Convergence of Steepest Descent and Adam under Non-Uniform Smoothness
This work provides theoretical guarantees for the convergence of popular optimization algorithms like Adam and RMSProp, which is significant for researchers and practitioners in machine learning who rely on these methods.
This paper analyzes the convergence of first-order methods under a generalized non-uniform smoothness assumption where curvature is an affine function of the objective value. It establishes a general convergence rate for steepest descent, RMSProp, and Adam, showing sign GD converges linearly and faster than GD for logistic regression and softmax policy gradient, and RMSProp/Adam achieve linear rates for certain neural networks.

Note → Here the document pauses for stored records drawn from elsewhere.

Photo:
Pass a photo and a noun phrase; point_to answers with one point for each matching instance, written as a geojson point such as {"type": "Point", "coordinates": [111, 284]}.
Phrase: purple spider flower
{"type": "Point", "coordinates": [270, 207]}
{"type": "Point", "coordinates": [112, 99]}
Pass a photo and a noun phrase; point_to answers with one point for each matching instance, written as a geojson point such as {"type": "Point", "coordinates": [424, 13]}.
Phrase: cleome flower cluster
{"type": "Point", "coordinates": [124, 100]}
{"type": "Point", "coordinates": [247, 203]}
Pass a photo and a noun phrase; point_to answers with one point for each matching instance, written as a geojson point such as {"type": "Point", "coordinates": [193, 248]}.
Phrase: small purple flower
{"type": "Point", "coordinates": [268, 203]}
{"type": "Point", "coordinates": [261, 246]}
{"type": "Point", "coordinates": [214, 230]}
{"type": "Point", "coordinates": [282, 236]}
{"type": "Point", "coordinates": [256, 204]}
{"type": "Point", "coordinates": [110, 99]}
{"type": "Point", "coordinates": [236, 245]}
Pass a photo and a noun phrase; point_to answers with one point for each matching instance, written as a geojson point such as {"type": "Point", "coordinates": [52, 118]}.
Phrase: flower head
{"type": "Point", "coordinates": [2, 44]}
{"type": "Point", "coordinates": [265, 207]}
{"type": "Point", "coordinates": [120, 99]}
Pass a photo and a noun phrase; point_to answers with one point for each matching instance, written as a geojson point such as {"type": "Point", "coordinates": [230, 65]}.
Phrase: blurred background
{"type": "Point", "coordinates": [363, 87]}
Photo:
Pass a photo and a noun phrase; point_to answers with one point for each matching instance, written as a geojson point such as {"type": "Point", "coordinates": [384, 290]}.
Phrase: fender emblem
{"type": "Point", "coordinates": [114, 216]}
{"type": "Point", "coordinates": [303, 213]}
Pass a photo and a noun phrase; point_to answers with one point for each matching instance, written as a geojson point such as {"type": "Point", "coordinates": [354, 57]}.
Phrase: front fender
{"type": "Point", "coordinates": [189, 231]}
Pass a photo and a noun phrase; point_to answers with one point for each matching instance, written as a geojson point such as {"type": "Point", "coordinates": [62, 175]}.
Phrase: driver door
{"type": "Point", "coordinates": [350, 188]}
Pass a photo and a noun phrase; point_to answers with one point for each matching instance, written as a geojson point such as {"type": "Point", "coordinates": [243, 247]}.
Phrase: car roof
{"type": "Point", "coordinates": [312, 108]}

Recent work has analyzed the convergence of first-order methods under non-uniform smoothness assumptions that better model the loss landscape in machine learning tasks. We generalize this assumption to objectives whose curvature is an affine function of the objective value. This property is satisfied by a broad class of problems, including logistic regression, generalized linear models with a logistic link function, softmax policy gradient in reinforcement learning, and a class of neural networks. Under this assumption and gradient domination conditions, we establish a general convergence rate for the steepest descent method, and deterministic, diagonal variants of RMSProp and Adam. Our results imply that for logistic regression on separable data and the softmax policy gradient objective, sign GD converges linearly and is provably faster than GD. Furthermore, we show that for a class of two-layer neural networks on separable data, RMSProp and Adam can converge at a linear rate with a constant step-size and momentum parameter. Finally, we present a lower bound demonstrating that, under our assumption, RMSProp and Adam are provably faster than AdaGrad, AMSGrad, gradient descent, and heavy-ball momentum.